Saturday, November 21, 2015

Where Did They Get Their Numbers???

Last update: Saturday 11/21/15
I have been dismayed by the fallacious "pipeline" explanations offered by the Silicon Valley corporate elite that there aren't enough Black students majoring in Computer Science to enable them to employ racially diversified technical staffs. More recently, however, I have also been dismayed by fallacious declarations from some Black academic leaders that it's possible to diversify the faculty of all colleges and universities to a level close to 12 percent because Black Americans are 12 percent of the total U.S. population. So I find myself shaking my head at both elites and wondering, "Where did they get their numbers?"

I know where they didn't get their numbers. They didn't get them from the U.S. Departments of Education, Labor, or Commerce, nor from the National Science Foundation, nor from the Carnegie Foundation, nor from any other reliable source of public information of which I am aware. 
  • The numbers I retrieved from reliable sources indicate that Silicon Valley, a very small, but very wealthy sector, could easily hire a few thousand highly qualified Black technical staff by outbidding other sectors and thereby achieving 12 percent diversity in four or five years.  
     
  • On the other hand there is reason to question the existence of enough Black PhDs in most fields to enable the financially pressed academic sector to hire the hundreds of thousands of additional Black faculty that would be required to achieve 12 percent diversity in all colleges and universities within the next four or five years. And only the wealthiest fifteen or twenty would be able to compete with Silicon Valley (and Wall Street) for the best of the best.
At this point I am sorely tempted to trot out my own numbers (again) from reliable sources to support both of my assertions; but I won't. I won't because I no longer think that sharing raw data is good enough. I am now persuaded that it's better to share raw data plus the computer code that downloaded the raw data and then transformed the raw data into the calculations, tables, and graphs required to support my conclusions. In other words my readers should not only be able to directly verify that I used the correct data; they should also be able to verify that I made all of the calculations, produced all of the tables, and generated all of the graphs correctly. How can this be done?

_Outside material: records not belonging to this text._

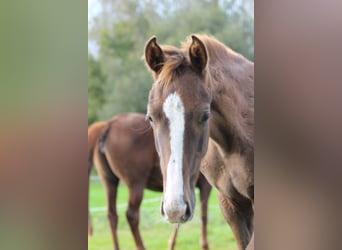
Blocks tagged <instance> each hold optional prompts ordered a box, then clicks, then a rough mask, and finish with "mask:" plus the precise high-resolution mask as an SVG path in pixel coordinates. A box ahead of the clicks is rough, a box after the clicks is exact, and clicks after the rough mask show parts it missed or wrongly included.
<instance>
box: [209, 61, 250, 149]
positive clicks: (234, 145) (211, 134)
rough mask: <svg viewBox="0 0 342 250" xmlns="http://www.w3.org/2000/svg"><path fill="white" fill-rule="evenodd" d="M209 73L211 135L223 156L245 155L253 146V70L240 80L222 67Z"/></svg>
mask: <svg viewBox="0 0 342 250" xmlns="http://www.w3.org/2000/svg"><path fill="white" fill-rule="evenodd" d="M240 70H241V71H242V69H240ZM246 70H251V69H250V68H248V67H246ZM211 72H213V74H211V80H210V81H211V90H212V104H211V113H212V119H211V123H210V136H211V137H212V138H213V139H214V140H215V141H216V143H217V144H218V145H220V147H221V148H222V150H223V151H224V152H225V153H226V154H229V153H234V152H238V153H241V154H247V152H251V151H253V144H254V139H253V137H254V89H253V86H254V76H253V78H252V77H250V76H251V75H252V74H253V75H254V69H253V72H246V73H245V76H242V77H241V76H239V78H238V77H232V72H229V71H228V70H227V69H225V68H215V69H214V70H212V71H211ZM226 72H229V73H228V74H227V73H226Z"/></svg>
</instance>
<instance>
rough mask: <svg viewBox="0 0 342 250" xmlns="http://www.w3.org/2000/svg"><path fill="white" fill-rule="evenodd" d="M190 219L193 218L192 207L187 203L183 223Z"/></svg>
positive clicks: (182, 217)
mask: <svg viewBox="0 0 342 250" xmlns="http://www.w3.org/2000/svg"><path fill="white" fill-rule="evenodd" d="M190 217H191V210H190V206H189V203H188V202H186V210H185V214H184V215H183V216H182V218H181V221H182V222H186V221H187V220H188V219H189V218H190Z"/></svg>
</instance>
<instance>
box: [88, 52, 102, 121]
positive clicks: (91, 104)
mask: <svg viewBox="0 0 342 250" xmlns="http://www.w3.org/2000/svg"><path fill="white" fill-rule="evenodd" d="M104 82H105V77H104V76H103V74H102V72H101V69H100V65H99V63H98V62H97V61H96V60H95V59H94V58H93V57H92V56H91V55H88V124H91V123H93V122H94V121H96V120H98V117H97V108H98V107H101V106H102V105H103V104H104V103H105V95H104V91H103V84H104Z"/></svg>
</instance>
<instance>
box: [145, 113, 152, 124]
mask: <svg viewBox="0 0 342 250" xmlns="http://www.w3.org/2000/svg"><path fill="white" fill-rule="evenodd" d="M146 119H148V120H149V121H150V123H151V124H152V123H153V119H152V117H151V116H150V115H149V114H147V115H146Z"/></svg>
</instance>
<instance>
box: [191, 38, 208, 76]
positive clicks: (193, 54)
mask: <svg viewBox="0 0 342 250" xmlns="http://www.w3.org/2000/svg"><path fill="white" fill-rule="evenodd" d="M191 38H192V43H191V45H190V48H189V55H190V60H191V65H192V66H193V67H194V69H195V70H196V71H197V72H198V73H202V71H203V70H204V69H205V68H206V66H207V63H208V52H207V48H206V47H205V45H204V43H203V42H202V41H201V40H200V39H199V38H198V37H196V36H195V35H192V36H191Z"/></svg>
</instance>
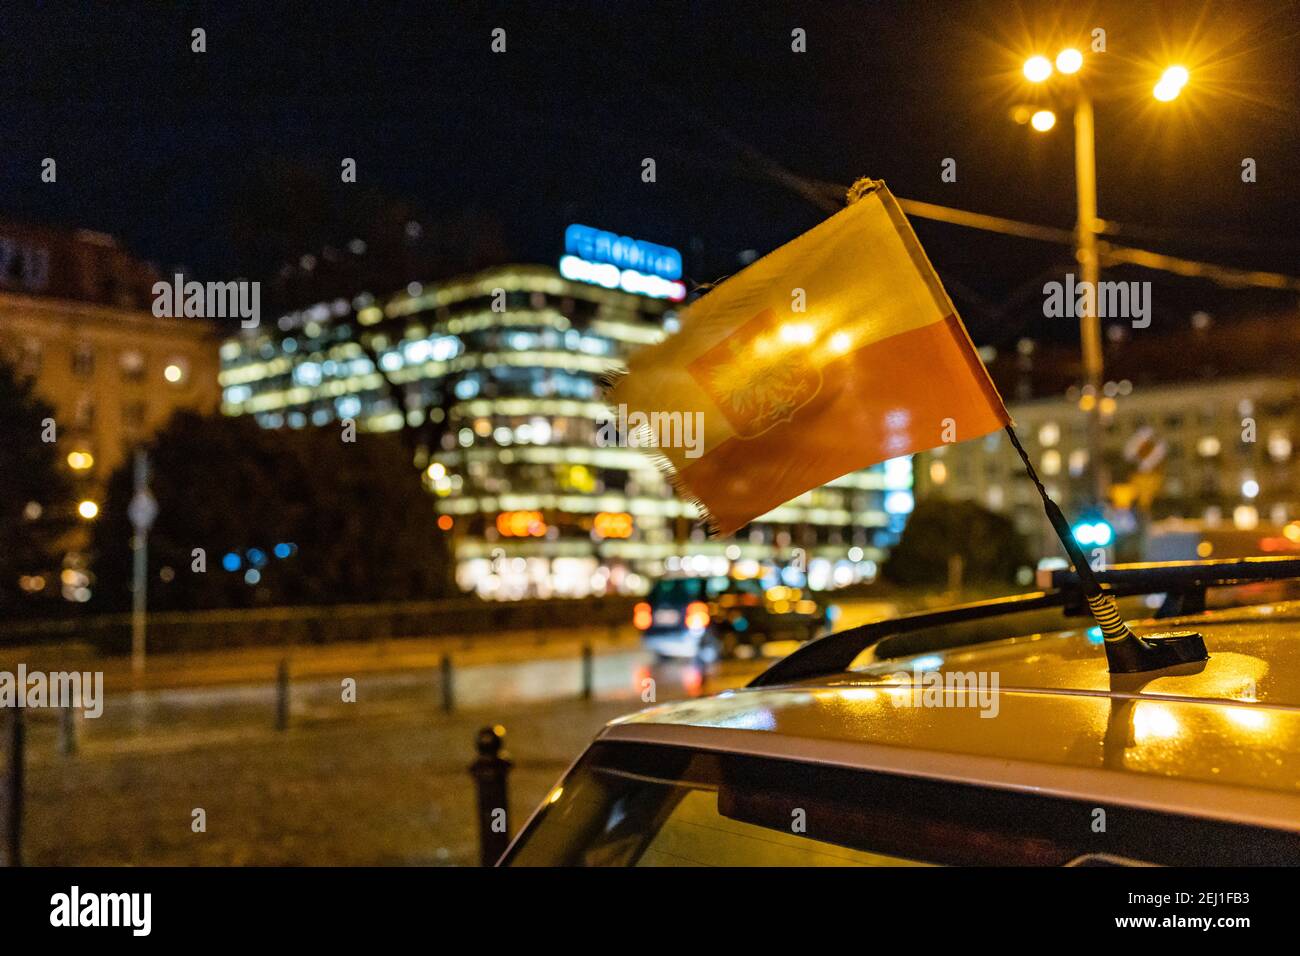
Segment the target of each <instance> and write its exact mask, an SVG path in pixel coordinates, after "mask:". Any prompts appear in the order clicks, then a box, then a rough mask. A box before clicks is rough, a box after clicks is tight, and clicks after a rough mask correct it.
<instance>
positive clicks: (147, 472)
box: [126, 450, 159, 682]
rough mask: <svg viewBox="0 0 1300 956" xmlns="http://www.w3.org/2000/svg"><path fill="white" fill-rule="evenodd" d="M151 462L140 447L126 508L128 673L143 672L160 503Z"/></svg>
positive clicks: (142, 675)
mask: <svg viewBox="0 0 1300 956" xmlns="http://www.w3.org/2000/svg"><path fill="white" fill-rule="evenodd" d="M148 481H149V464H148V458H147V457H146V454H144V451H143V450H136V453H135V494H134V497H133V498H131V503H130V505H129V506H127V509H126V514H127V516H129V518H130V519H131V529H133V531H134V532H135V535H134V537H133V538H131V551H133V555H131V571H133V574H131V674H133V675H134V676H135V680H136V682H139V680H140V678H143V676H144V626H146V617H144V615H146V607H147V594H148V592H147V588H148V566H149V561H148V536H149V528H151V527H152V525H153V519H155V518H157V514H159V506H157V501H155V498H153V494H152V493H151V492H149V485H148Z"/></svg>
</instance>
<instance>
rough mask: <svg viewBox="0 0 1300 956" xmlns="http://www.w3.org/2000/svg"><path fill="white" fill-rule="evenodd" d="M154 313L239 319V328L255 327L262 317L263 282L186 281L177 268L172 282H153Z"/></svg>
mask: <svg viewBox="0 0 1300 956" xmlns="http://www.w3.org/2000/svg"><path fill="white" fill-rule="evenodd" d="M153 315H156V316H157V317H159V319H164V317H172V319H178V317H181V316H186V317H190V319H239V328H242V329H255V328H257V324H259V323H260V321H261V282H248V281H246V280H234V281H230V282H199V281H198V280H190V281H188V282H186V281H185V276H183V274H181V273H179V272H178V273H175V276H174V277H173V280H172V281H170V282H155V284H153Z"/></svg>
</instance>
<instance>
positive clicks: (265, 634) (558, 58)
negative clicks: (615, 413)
mask: <svg viewBox="0 0 1300 956" xmlns="http://www.w3.org/2000/svg"><path fill="white" fill-rule="evenodd" d="M1297 13H1300V9H1297V7H1296V5H1294V4H1213V3H1209V4H1170V5H1162V4H1154V5H1151V7H1144V8H1141V9H1132V8H1131V5H1127V4H1109V3H1102V4H1096V5H1093V7H1091V8H1087V9H1074V8H1071V9H1070V10H1069V12H1065V10H1063V9H1062V8H1060V7H1058V5H1053V4H1031V3H1026V4H1001V3H998V4H993V3H970V4H957V5H953V7H948V5H940V4H933V5H930V4H881V5H879V8H872V10H871V13H870V16H863V13H862V10H861V8H858V7H857V5H850V4H836V3H831V4H819V5H816V7H815V8H801V7H798V5H781V4H775V5H764V8H763V9H745V10H744V12H740V10H735V9H728V8H727V5H723V4H720V5H716V7H705V8H703V9H701V8H697V7H686V5H672V4H669V5H658V4H655V5H649V4H627V5H624V4H620V5H619V8H617V9H612V8H607V7H604V5H597V4H567V5H562V7H556V8H554V9H551V7H550V5H546V7H542V5H537V7H533V8H524V9H519V8H516V7H510V8H507V7H504V5H503V7H499V8H498V7H494V5H491V4H487V5H484V7H482V8H481V9H478V8H476V10H474V12H472V13H469V12H460V13H455V14H451V16H448V17H446V18H441V20H434V18H433V17H432V14H429V13H426V12H424V10H422V9H419V8H416V7H409V8H395V9H394V10H391V12H390V13H386V14H385V16H383V17H382V18H378V17H372V16H369V14H365V13H361V12H356V10H352V12H346V13H339V14H338V16H337V17H331V18H330V20H329V22H321V23H316V22H302V21H300V20H299V18H298V17H295V16H292V14H290V13H289V12H285V10H264V9H257V8H251V7H250V8H233V9H229V10H221V12H218V10H207V9H205V10H203V12H201V13H195V12H185V10H157V9H144V8H134V9H130V10H127V12H123V14H122V16H121V17H120V18H116V20H113V21H108V20H105V18H103V17H100V16H95V14H92V13H87V12H79V13H69V14H68V18H66V20H64V21H61V22H60V23H59V25H57V26H56V25H53V23H52V22H51V17H52V14H51V13H48V12H45V10H40V12H26V13H21V14H18V16H16V18H14V23H13V25H12V27H10V29H8V30H6V35H5V38H4V39H3V42H0V53H3V56H0V60H3V61H4V64H5V66H4V70H5V73H6V74H8V77H9V79H8V82H6V83H5V88H4V91H3V92H0V96H3V99H4V105H5V111H6V114H8V116H9V120H8V125H9V131H8V134H6V144H5V165H6V176H5V179H4V182H3V185H0V446H3V447H0V464H3V467H0V670H8V671H16V670H17V669H18V666H19V665H25V666H26V667H27V669H29V670H45V671H55V670H83V671H104V674H105V687H107V704H105V709H104V715H103V718H99V719H82V718H81V717H77V715H75V714H61V713H59V711H53V710H51V711H31V713H29V714H27V727H26V744H25V761H26V769H25V788H23V793H25V810H23V821H25V826H23V838H22V844H23V847H22V855H23V860H25V861H26V862H31V864H92V865H100V864H101V865H113V864H477V862H478V847H477V819H476V809H474V790H473V783H472V780H471V775H469V773H468V766H469V762H471V761H472V760H473V758H474V753H476V750H474V739H476V734H477V731H478V730H480V727H482V726H485V724H486V726H500V727H503V728H504V731H506V748H507V750H508V752H510V754H511V758H512V760H513V762H515V766H513V770H512V773H511V829H512V830H515V829H517V827H519V826H520V825H521V823H523V822H524V818H525V817H526V813H528V812H529V810H530V809H532V806H533V805H536V804H537V801H538V800H541V799H542V797H543V796H545V793H546V791H547V788H549V787H550V786H551V784H552V783H554V780H555V779H556V778H558V777H559V774H560V773H562V771H563V770H564V767H565V766H567V765H568V762H569V761H571V760H572V758H573V757H575V756H576V754H577V753H578V752H580V750H581V748H582V747H584V745H585V744H586V741H588V740H589V739H590V737H591V735H593V734H594V732H595V731H597V730H598V728H599V727H601V724H602V723H603V722H604V721H607V719H610V718H612V717H615V715H617V714H620V713H625V711H628V710H632V709H636V708H638V706H641V705H642V702H643V701H647V700H650V698H651V697H650V696H647V693H650V695H653V698H654V700H667V698H671V697H679V696H690V695H698V693H702V692H711V691H718V689H720V688H723V687H733V685H742V684H744V683H745V680H746V679H748V678H749V676H751V675H753V674H755V672H757V671H758V670H761V669H762V667H763V666H764V661H767V659H770V658H772V657H776V656H779V654H781V653H783V652H784V650H788V649H789V648H790V646H794V643H796V641H800V640H806V639H809V637H814V636H816V635H818V633H824V632H826V631H827V630H828V628H842V627H849V626H853V624H857V623H863V622H866V620H870V619H874V618H879V617H884V615H889V614H894V613H898V611H900V610H907V609H914V607H927V606H937V605H940V604H946V602H953V601H961V600H971V598H974V597H979V596H985V594H992V593H1006V592H1011V591H1027V589H1032V588H1034V587H1035V572H1036V571H1037V570H1039V568H1044V567H1053V566H1056V567H1060V566H1063V563H1065V562H1063V558H1062V553H1061V548H1060V544H1058V542H1056V538H1054V536H1053V533H1052V531H1050V528H1049V527H1048V524H1047V520H1045V518H1044V514H1043V509H1041V505H1040V502H1039V498H1037V494H1036V492H1035V489H1034V486H1032V485H1031V484H1030V481H1028V480H1027V477H1026V476H1024V473H1023V471H1022V468H1021V466H1019V460H1018V458H1017V455H1015V453H1014V451H1013V450H1011V449H1010V446H1009V445H1008V442H1006V438H1005V437H1004V436H1002V434H1001V433H996V434H993V436H989V437H988V438H984V440H976V441H972V442H966V444H961V445H946V446H940V447H937V449H936V450H933V451H931V453H926V454H920V455H915V457H911V458H900V459H894V460H889V462H885V463H884V464H881V466H876V467H872V468H868V470H865V471H861V472H857V473H852V475H848V476H845V477H842V479H840V480H836V481H833V483H831V484H829V485H826V486H823V488H819V489H815V490H813V492H809V493H807V494H803V496H801V497H800V498H797V499H794V501H792V502H789V503H787V505H783V506H781V507H779V509H776V510H774V511H771V512H770V514H767V515H764V516H763V518H761V519H758V520H755V522H754V523H751V524H750V525H749V527H748V528H745V529H744V531H741V532H740V533H737V535H735V536H731V537H727V538H710V537H707V536H706V535H705V532H703V529H702V528H701V527H699V525H698V524H697V522H695V512H694V509H693V506H692V505H690V503H689V502H686V501H682V499H680V498H677V497H675V496H673V493H672V488H671V485H669V483H668V481H667V480H666V479H664V477H663V476H662V475H660V472H659V471H658V470H656V467H655V464H654V462H653V460H650V459H649V458H647V457H645V455H643V453H641V451H638V450H637V449H634V447H620V446H608V445H607V444H606V442H602V441H599V434H601V431H602V427H603V425H606V423H608V421H610V420H611V412H610V410H608V408H607V407H606V406H604V405H603V403H602V401H601V395H602V382H603V381H606V378H607V376H608V375H611V373H616V372H617V371H619V368H620V367H621V363H623V362H624V359H625V358H627V355H628V354H629V352H630V351H632V350H634V349H637V347H638V346H643V345H649V343H654V342H656V341H660V339H662V338H663V337H664V336H669V334H672V333H673V332H675V330H676V328H677V326H679V312H680V310H681V308H682V307H684V306H685V304H686V303H688V302H689V300H690V299H692V298H693V297H694V295H697V294H699V293H701V291H703V287H705V286H707V284H710V282H716V281H719V280H722V278H724V277H725V276H728V274H731V273H735V272H737V271H740V269H741V268H744V267H745V265H746V264H749V263H751V261H754V260H755V259H757V258H758V256H761V255H763V254H766V252H767V251H770V250H771V248H774V247H776V246H777V245H780V243H781V242H784V241H787V239H789V238H793V237H794V235H797V234H798V233H801V232H803V230H806V229H809V228H810V226H813V225H814V224H815V222H818V221H819V220H820V219H823V217H824V216H826V215H828V213H829V212H833V209H835V208H837V207H839V206H840V204H841V202H842V193H844V189H845V187H846V186H848V185H849V183H850V182H852V181H853V179H854V178H855V177H857V176H862V174H868V176H874V177H883V178H885V179H887V181H888V182H889V186H891V187H892V190H893V191H894V193H896V194H897V195H898V196H900V198H901V202H902V203H904V208H905V212H906V213H907V215H909V217H910V219H911V221H913V225H914V228H915V229H917V232H918V235H919V237H920V241H922V243H923V245H924V246H926V248H927V251H928V254H930V258H931V260H932V261H933V264H935V267H936V269H937V271H939V273H940V274H941V277H943V280H944V282H945V286H946V289H948V291H949V295H950V297H952V299H953V300H954V302H956V304H957V307H958V310H959V311H961V313H962V316H963V319H965V321H966V324H967V326H969V328H970V330H971V334H972V338H974V341H975V343H976V346H979V350H980V355H982V358H983V359H984V362H985V364H987V367H988V368H989V371H991V373H992V376H993V378H995V381H996V384H997V386H998V389H1000V392H1001V394H1002V397H1004V399H1005V401H1006V403H1008V406H1009V408H1010V411H1011V415H1013V416H1014V419H1015V423H1017V428H1018V432H1019V434H1021V436H1022V440H1023V441H1024V445H1026V447H1027V449H1028V451H1030V454H1031V455H1032V457H1034V459H1035V462H1036V466H1037V468H1039V471H1040V473H1041V476H1043V477H1044V481H1045V483H1047V485H1048V490H1049V493H1050V494H1052V496H1053V497H1054V498H1056V499H1057V501H1058V502H1060V503H1061V505H1062V507H1063V509H1065V511H1066V514H1067V515H1069V516H1070V518H1071V520H1073V522H1074V523H1075V536H1076V538H1078V540H1079V542H1080V544H1082V545H1084V549H1086V551H1088V553H1089V554H1095V555H1097V559H1099V561H1105V562H1118V561H1144V559H1160V561H1167V559H1195V558H1210V557H1214V558H1218V557H1240V555H1251V554H1287V553H1290V554H1296V553H1300V459H1297V450H1296V447H1295V442H1296V441H1297V438H1300V278H1297V276H1300V242H1297V239H1296V233H1295V222H1296V221H1300V203H1297V198H1296V191H1295V183H1296V182H1297V181H1300V178H1297V176H1300V169H1297V156H1300V143H1297V127H1296V114H1297V112H1296V111H1297V107H1300V74H1297V73H1296V72H1295V70H1294V69H1282V68H1279V66H1278V64H1294V62H1295V60H1296V53H1297V47H1300V42H1297V23H1300V17H1297ZM195 29H203V31H204V38H203V44H201V46H203V49H201V51H199V49H196V44H198V40H196V38H195V35H194V30H195ZM497 29H502V30H504V34H503V39H502V44H503V48H502V49H500V51H498V49H495V48H494V43H495V35H494V30H497ZM1097 29H1101V30H1102V35H1101V42H1100V44H1101V46H1100V49H1099V46H1097V44H1099V36H1097V34H1096V30H1097ZM801 33H802V34H803V39H802V48H800V46H801V40H800V36H798V34H801ZM1066 49H1071V51H1073V49H1078V51H1080V52H1082V56H1080V57H1079V61H1078V62H1075V60H1074V59H1073V57H1071V56H1066V55H1065V53H1063V51H1066ZM1058 53H1060V55H1058ZM1032 56H1041V57H1045V61H1047V62H1048V69H1047V73H1045V74H1044V73H1040V72H1039V66H1037V65H1034V64H1030V62H1027V59H1028V57H1032ZM1170 70H1174V72H1173V73H1171V72H1170ZM1178 70H1182V73H1179V72H1178ZM49 160H52V161H53V163H55V165H53V166H51V165H49ZM646 160H653V161H651V164H650V166H649V169H650V170H651V176H650V177H649V178H647V176H646V170H647V166H646ZM348 163H351V164H352V169H354V173H355V176H354V177H352V178H351V179H348V178H347V164H348ZM949 164H950V165H949ZM51 170H55V172H53V174H52V176H51ZM629 263H634V264H636V267H637V268H630V265H629ZM175 276H183V278H185V280H198V281H200V282H221V284H225V282H234V281H238V282H251V281H256V282H259V284H260V319H259V321H257V324H256V326H255V328H243V326H242V324H240V321H239V317H238V316H227V317H225V319H220V317H212V316H192V315H190V316H187V315H183V310H174V311H172V312H170V313H168V315H159V310H157V308H156V303H157V295H156V293H155V284H157V282H166V284H172V282H173V280H174V277H175ZM1089 277H1091V278H1092V281H1096V280H1097V278H1101V280H1105V281H1114V282H1122V284H1126V287H1131V289H1132V290H1134V295H1135V297H1136V295H1139V291H1138V290H1139V289H1141V290H1145V291H1143V293H1141V294H1143V295H1145V307H1144V308H1147V310H1148V311H1147V312H1145V315H1144V313H1143V312H1141V311H1138V310H1135V308H1134V303H1135V302H1136V299H1135V300H1134V302H1130V300H1128V299H1127V298H1126V302H1128V303H1130V306H1128V311H1126V312H1122V313H1118V315H1102V316H1083V317H1082V319H1083V320H1082V321H1080V317H1079V316H1073V317H1071V315H1066V316H1065V317H1062V316H1061V315H1054V313H1053V312H1052V310H1050V308H1049V307H1048V306H1047V303H1045V299H1047V298H1048V297H1047V286H1048V284H1052V282H1061V284H1066V282H1074V281H1084V280H1088V278H1089ZM1127 284H1135V285H1132V286H1127ZM1145 284H1149V285H1145ZM1126 294H1127V293H1126ZM177 312H181V313H179V315H177ZM1089 320H1091V321H1089ZM936 388H941V384H937V382H936ZM51 428H53V431H51ZM350 429H355V434H354V433H352V432H351V431H350ZM354 438H355V440H354ZM845 441H853V436H845ZM347 682H352V691H351V693H352V696H351V700H348V689H347ZM647 688H649V689H647ZM14 739H16V737H14V736H13V735H6V737H5V741H6V743H5V744H3V747H5V748H8V749H6V750H5V752H6V754H8V756H6V758H12V756H13V754H12V750H13V740H14ZM10 763H12V761H10ZM195 808H203V809H204V810H205V814H207V829H205V831H204V832H195V831H194V829H192V827H191V822H192V810H194V809H195Z"/></svg>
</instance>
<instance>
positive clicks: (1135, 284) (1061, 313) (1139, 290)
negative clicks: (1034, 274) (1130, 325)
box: [1043, 272, 1151, 329]
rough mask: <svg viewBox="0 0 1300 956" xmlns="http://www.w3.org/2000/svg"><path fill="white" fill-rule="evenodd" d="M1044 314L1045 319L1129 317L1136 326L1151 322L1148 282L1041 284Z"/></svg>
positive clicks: (1077, 318)
mask: <svg viewBox="0 0 1300 956" xmlns="http://www.w3.org/2000/svg"><path fill="white" fill-rule="evenodd" d="M1043 295H1044V299H1043V315H1044V316H1045V317H1048V319H1079V317H1080V316H1083V315H1084V313H1086V312H1092V313H1093V315H1096V316H1097V317H1099V319H1131V320H1132V326H1134V328H1135V329H1145V328H1147V326H1149V325H1151V282H1112V281H1104V282H1076V281H1075V278H1074V273H1073V272H1071V273H1066V277H1065V282H1047V284H1044V286H1043Z"/></svg>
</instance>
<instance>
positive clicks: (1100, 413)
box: [1022, 47, 1190, 505]
mask: <svg viewBox="0 0 1300 956" xmlns="http://www.w3.org/2000/svg"><path fill="white" fill-rule="evenodd" d="M1082 69H1083V53H1080V52H1079V51H1078V49H1075V48H1073V47H1066V48H1065V49H1062V51H1061V52H1060V53H1057V59H1056V68H1054V69H1053V64H1052V61H1050V60H1048V59H1047V57H1045V56H1041V55H1036V56H1031V57H1030V59H1028V60H1026V61H1024V66H1023V68H1022V72H1023V73H1024V78H1026V79H1027V81H1028V82H1031V83H1045V82H1048V81H1049V79H1050V78H1052V75H1053V74H1054V73H1058V74H1063V75H1066V77H1070V78H1071V79H1073V82H1071V83H1070V90H1071V92H1073V96H1071V104H1073V107H1074V182H1075V209H1076V222H1075V260H1076V261H1078V263H1079V280H1080V285H1082V287H1084V289H1086V290H1091V293H1086V294H1084V297H1083V308H1082V310H1080V313H1079V342H1080V346H1082V351H1083V380H1084V388H1083V398H1082V399H1080V406H1082V407H1083V410H1084V412H1086V414H1087V415H1088V421H1087V425H1088V431H1087V434H1088V473H1089V475H1091V477H1092V494H1093V498H1095V501H1093V502H1092V503H1093V505H1101V503H1102V502H1104V501H1105V498H1106V486H1108V479H1106V472H1105V462H1104V458H1102V451H1101V378H1102V356H1101V317H1100V315H1099V312H1097V299H1099V290H1097V282H1099V281H1100V278H1101V265H1100V261H1099V258H1097V228H1099V225H1100V224H1099V221H1097V140H1096V124H1095V120H1093V111H1092V96H1091V95H1089V94H1088V88H1087V86H1086V85H1084V83H1083V82H1082V81H1080V79H1079V78H1078V77H1076V74H1078V73H1079V72H1080V70H1082ZM1188 79H1190V74H1188V72H1187V70H1186V69H1184V68H1182V66H1170V68H1169V69H1167V70H1165V73H1164V74H1162V75H1161V78H1160V81H1158V82H1157V83H1156V86H1154V88H1153V91H1152V92H1153V95H1154V96H1156V99H1157V100H1160V101H1161V103H1167V101H1170V100H1173V99H1177V98H1178V95H1179V94H1180V92H1182V90H1183V87H1184V86H1186V85H1187V81H1188ZM1030 126H1032V127H1034V129H1035V130H1037V131H1039V133H1047V131H1048V130H1050V129H1052V127H1053V126H1056V114H1054V113H1053V112H1052V111H1050V109H1040V111H1037V112H1036V113H1034V114H1032V116H1031V118H1030Z"/></svg>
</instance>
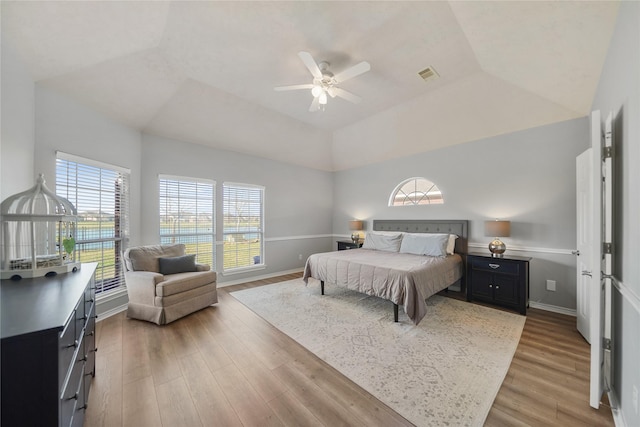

As regular readers of this blog may be aware, for the last seven months I have been enrolled in certified MOOCs in "Data Science" -- the first from M.I.T. and the most recent six from Johns Hopkins University. These courses cover a collection of techniques that some call "data science", others call "statistical learning", still others call "machine learning". The impressive hotshots teaching the courses at Hopkins also present persuasive arguments for something they call "Reproducible Research". In my case, reproducible research would look something like this:
  • In addition to publishing a report on this blog that begins with raw data retrieved from reliable sources, then derives results from the the raw data; I would also include a link to a "literate program" on GitHub that would look like the same report. It would include the same text, tables, and graphs. But it would also include the code I actually used to download the data from the original sources and all of the code that I used to perform the calculations, produce the tables, and generate the graphs.
My reproducible reports will be more transparent than the kinds of traditional reports that I have previously posted on this blog. Access to the GitHub versions will enable readers to immediately verify that my data really came from IPEDs or NSF or Carnegie or wherever. Then my actual data transformations could be examined, executed, and modified by the readers who fork/clone my reports to see what would happen if I had made other choices. How would the derived data change? What would the new graphs look like? And of course, using powerful machine learning techniques will enable me and my reviewers to disclose important patterns in the data more easily than by using traditional techniques. 

One initial disadvantage of my new approach derives from the fact that I will be coding my first reports in R, the preferred language of professional statisticians. R is an extraordinarily powerful language with dazzling graphics packages but, unfortunately, it is also one of the quirkiest computer languages ever devised. Although its popularity within the data science/machine learning community is rapidly increasing, it's unlikely that it will ever become as popular as Python, a language that is justly famous for being easy to learn. 

Why did I start of with R? I started with R because R was the language used in my first data science course, the MOOC I took last Spring that was offered by M.I.T., the course that blew my mind as few other courses have ever done. Enrolling in the extensive set of R-based courses offered by Hopkins was a logical follow-up. 

Nevertheless I want my reproducible reports to be accessible to the largest possible readership, so in the Spring 2016 I will enroll in Udacity's nanodegree program in Machine Learning wherein Python is the language of choice. These MOOCs will not only strengthen my skills in the application of machine learning techniques, I anticipate that they will also enable me to create reproducible reports coded in Python.